Multithreaded calculation#
Benchmarks for the threaded algorithm are shown here, for unmasked z
, a problem size n
of 1000 and a total_chunk_count
of 40 for up to 6 threads.
For the simple
dataset contour calculations are faster with more threads but it does not scale
particularly well. The speedup with 6 threads is 2.4-2.5 for lines()
and 2.5-2.6 for filled()
. This problem dataset is perhaps not
computationally expensive enough to justify the use of multiple threads.
For the random
dataset contour calculations scale much better with increasing number of threads
as long as one of the ChunkCombined...
line or fill types is being used.
Using 6 threads the speedup is 4.4 for lines()
and 5.1-5.2 for
filled()
.
The LineType
and FillType
options that do not scale well are those that return individual
NumPy arrays for each line or polygon rather than combined arrays for each chunk.

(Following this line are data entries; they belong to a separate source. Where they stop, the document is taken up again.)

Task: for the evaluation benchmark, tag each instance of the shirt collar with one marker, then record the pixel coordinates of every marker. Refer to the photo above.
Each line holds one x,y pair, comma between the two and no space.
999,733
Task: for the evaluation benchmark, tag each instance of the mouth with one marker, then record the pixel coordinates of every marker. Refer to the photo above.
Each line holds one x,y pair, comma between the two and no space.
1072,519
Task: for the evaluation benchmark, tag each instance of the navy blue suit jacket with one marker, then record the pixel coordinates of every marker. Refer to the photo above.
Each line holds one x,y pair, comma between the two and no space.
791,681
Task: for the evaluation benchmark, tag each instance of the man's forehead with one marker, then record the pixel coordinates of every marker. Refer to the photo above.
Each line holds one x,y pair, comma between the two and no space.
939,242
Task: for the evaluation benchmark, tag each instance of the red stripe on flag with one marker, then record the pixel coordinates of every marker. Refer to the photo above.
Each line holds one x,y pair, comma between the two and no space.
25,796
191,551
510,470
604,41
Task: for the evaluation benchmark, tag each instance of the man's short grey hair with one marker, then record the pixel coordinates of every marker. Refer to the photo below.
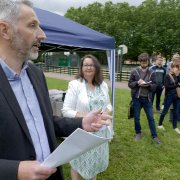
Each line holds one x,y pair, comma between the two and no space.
10,9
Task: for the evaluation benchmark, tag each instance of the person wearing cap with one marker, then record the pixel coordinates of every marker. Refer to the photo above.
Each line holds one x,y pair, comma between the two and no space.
142,84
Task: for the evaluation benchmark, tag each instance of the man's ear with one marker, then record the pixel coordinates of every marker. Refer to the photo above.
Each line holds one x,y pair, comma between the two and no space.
5,30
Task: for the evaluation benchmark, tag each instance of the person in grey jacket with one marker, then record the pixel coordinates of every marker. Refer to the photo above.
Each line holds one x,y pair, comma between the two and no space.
142,84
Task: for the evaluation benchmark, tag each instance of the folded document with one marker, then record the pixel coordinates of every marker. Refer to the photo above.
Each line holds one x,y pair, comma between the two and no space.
73,146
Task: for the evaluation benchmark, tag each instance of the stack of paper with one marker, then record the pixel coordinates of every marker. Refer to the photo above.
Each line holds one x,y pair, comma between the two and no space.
73,146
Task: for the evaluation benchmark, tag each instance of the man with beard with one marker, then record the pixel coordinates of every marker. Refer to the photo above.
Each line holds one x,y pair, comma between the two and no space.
142,84
28,128
160,72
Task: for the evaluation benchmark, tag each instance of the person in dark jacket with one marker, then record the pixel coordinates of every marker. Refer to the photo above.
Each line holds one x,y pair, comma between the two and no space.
160,73
142,84
172,81
28,129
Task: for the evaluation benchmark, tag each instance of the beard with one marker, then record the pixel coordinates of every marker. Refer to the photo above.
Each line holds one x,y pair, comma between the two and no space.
23,50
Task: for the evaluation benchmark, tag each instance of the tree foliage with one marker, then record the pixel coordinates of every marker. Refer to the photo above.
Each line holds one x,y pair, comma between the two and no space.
153,26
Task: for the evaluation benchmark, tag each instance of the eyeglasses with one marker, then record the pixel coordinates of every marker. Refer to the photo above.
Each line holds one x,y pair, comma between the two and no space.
88,65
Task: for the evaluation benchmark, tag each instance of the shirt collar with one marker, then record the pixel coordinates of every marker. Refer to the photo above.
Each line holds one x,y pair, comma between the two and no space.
10,73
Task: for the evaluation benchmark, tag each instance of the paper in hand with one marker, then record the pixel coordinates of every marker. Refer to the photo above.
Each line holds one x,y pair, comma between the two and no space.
73,146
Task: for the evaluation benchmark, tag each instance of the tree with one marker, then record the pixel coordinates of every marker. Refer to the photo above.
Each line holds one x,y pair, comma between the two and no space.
150,27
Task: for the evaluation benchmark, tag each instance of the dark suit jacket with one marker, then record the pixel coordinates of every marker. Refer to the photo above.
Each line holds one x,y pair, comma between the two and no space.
15,140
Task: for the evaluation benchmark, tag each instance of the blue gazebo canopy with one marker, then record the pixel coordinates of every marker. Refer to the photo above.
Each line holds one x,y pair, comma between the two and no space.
64,34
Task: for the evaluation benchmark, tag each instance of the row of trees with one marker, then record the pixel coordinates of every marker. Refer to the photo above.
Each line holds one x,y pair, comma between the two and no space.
153,26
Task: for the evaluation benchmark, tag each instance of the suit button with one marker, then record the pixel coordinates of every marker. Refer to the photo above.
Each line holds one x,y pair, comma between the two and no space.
32,158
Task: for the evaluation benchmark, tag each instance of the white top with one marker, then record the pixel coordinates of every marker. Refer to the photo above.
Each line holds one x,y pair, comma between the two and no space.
76,99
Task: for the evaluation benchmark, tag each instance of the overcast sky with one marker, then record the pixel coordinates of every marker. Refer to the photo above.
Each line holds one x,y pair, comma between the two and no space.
61,6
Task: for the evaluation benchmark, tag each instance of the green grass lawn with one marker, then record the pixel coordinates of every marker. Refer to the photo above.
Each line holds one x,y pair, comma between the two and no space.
131,160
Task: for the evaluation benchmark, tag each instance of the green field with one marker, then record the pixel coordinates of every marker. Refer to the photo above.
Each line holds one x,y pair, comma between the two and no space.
131,160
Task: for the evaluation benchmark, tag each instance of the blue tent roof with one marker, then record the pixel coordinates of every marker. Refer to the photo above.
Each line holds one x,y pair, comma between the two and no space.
64,33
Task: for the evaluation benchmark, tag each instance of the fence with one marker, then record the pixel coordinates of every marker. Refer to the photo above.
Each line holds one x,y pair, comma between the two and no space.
119,76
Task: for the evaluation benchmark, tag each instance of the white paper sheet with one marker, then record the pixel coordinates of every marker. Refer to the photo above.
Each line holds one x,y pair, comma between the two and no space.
74,145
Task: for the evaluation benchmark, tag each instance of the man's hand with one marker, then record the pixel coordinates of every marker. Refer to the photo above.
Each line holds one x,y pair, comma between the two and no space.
32,170
94,120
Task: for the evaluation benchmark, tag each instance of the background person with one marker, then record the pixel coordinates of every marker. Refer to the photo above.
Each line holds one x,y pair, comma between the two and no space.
171,96
88,92
28,129
141,94
160,73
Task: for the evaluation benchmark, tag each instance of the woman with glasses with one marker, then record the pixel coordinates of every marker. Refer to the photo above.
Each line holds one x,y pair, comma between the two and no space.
86,93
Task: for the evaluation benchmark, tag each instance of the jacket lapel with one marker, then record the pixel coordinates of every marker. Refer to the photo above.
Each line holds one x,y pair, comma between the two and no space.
8,93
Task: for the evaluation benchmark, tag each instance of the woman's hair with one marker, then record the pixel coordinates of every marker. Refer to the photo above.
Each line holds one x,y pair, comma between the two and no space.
98,77
174,65
10,9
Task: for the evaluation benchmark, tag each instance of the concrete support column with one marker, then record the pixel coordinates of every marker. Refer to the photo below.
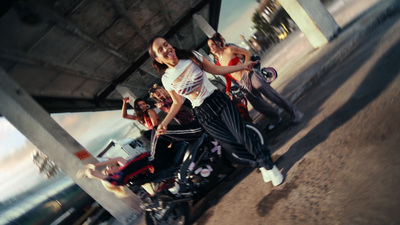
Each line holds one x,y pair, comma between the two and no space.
204,25
36,124
126,92
313,19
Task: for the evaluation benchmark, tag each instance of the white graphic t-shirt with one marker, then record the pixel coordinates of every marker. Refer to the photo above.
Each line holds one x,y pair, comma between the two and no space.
186,77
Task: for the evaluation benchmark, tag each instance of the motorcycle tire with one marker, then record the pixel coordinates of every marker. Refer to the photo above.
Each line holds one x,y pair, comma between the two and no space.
269,74
179,216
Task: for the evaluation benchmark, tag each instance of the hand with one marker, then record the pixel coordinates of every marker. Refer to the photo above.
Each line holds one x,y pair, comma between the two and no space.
126,100
250,64
161,129
158,104
229,95
90,166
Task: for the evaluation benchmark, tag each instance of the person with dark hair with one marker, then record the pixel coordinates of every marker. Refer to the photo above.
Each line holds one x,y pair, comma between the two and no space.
143,114
164,102
252,84
183,74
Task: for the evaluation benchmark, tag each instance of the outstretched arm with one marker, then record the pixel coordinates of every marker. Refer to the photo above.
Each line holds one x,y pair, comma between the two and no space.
121,161
125,115
222,70
155,120
176,105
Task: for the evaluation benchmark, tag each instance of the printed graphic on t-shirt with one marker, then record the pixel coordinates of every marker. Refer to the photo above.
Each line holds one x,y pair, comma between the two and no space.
188,81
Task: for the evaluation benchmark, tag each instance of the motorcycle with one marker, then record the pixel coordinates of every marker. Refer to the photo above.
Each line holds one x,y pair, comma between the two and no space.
269,73
198,167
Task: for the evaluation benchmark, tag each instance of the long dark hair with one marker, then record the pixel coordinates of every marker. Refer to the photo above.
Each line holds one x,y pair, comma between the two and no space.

This is because
the allocation of a new NumPy array can only be performed by one thread at a time, so the larger the
number of arrays that are generated, the greater the likelihood that other threads are left waiting
before they can allocate arrays.
Note
Whether it is worth using threaded rather than serial for a particular problem depends on the complexity of the dataset and what the calculated contours are to be used for. If they are only needed for rendering using the Matplotlib Agg renderer, then for complicated problems the rendering time usually far exceeds the calculation time so a reduction in calculation time may not be of much real-world benefit.